Stucturally, SlowFast uses two pathways sampling video at different rates. The slow pathway samples video frames at a lower frequency and is designed to capture high-level image features like color/texture. Conversely, the fast pathway samples video frames at higher time resolution but lower spatial resolution.

SlowFast architecture

Feature Engineering

Since we have extracted thousands of videos cropped to the faces using the DeepStream SDK, we can assemble the face crops back into videos.

face crop clip example

Then we label each clip to train our video classifier using the SlowFast model. We used a sample config that assumes a Kinetics Dataset formatted dataset.

We found the default learning rate too large for the model to effectively train on our dataset. Shrinking the learning rate by a factor of 10 resolved this for our dataset.

We also used transfer learning with a pretrained model for this new task.

The SlowFast model generates statistics like the top-k accuracy for an evaluation dataset and since we used a balanced training dataset with two classes, it was exciting to find 83% top-1 accuracy with minimal parameter tuning!
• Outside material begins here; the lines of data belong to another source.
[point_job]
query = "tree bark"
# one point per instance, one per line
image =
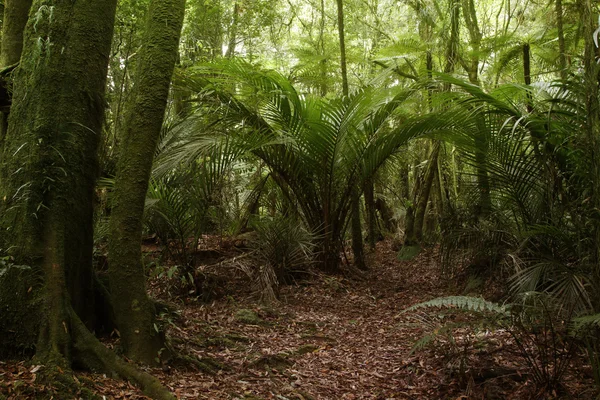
(47, 185)
(373, 233)
(134, 311)
(340, 8)
(16, 13)
(357, 242)
(423, 200)
(233, 29)
(562, 56)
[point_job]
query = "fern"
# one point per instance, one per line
(586, 322)
(467, 303)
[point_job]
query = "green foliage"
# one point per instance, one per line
(316, 150)
(466, 303)
(535, 323)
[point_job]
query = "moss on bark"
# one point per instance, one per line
(19, 308)
(134, 312)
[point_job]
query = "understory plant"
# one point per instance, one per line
(539, 328)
We also believe additional accuracy gains can be made by refining our face detection pipeline to gather more training samples.


Winning contest entries reduced the video classification task to image classification through the bag-of-frames approach but there is plenty of additional information to use when we treat video sequentially.

Further work around the idiosyncrasies of the deepfake detection dataset, as well as hyperparameter tuning make video classifiers purposed to human activity recognition, attractive choices for this task.

We believe the SlowFast model is well-suited to the task of detecting faceswaps and in the sequel, we plan to cover some of these optimizations and compare to our LSTM model over sequences of face embeddings.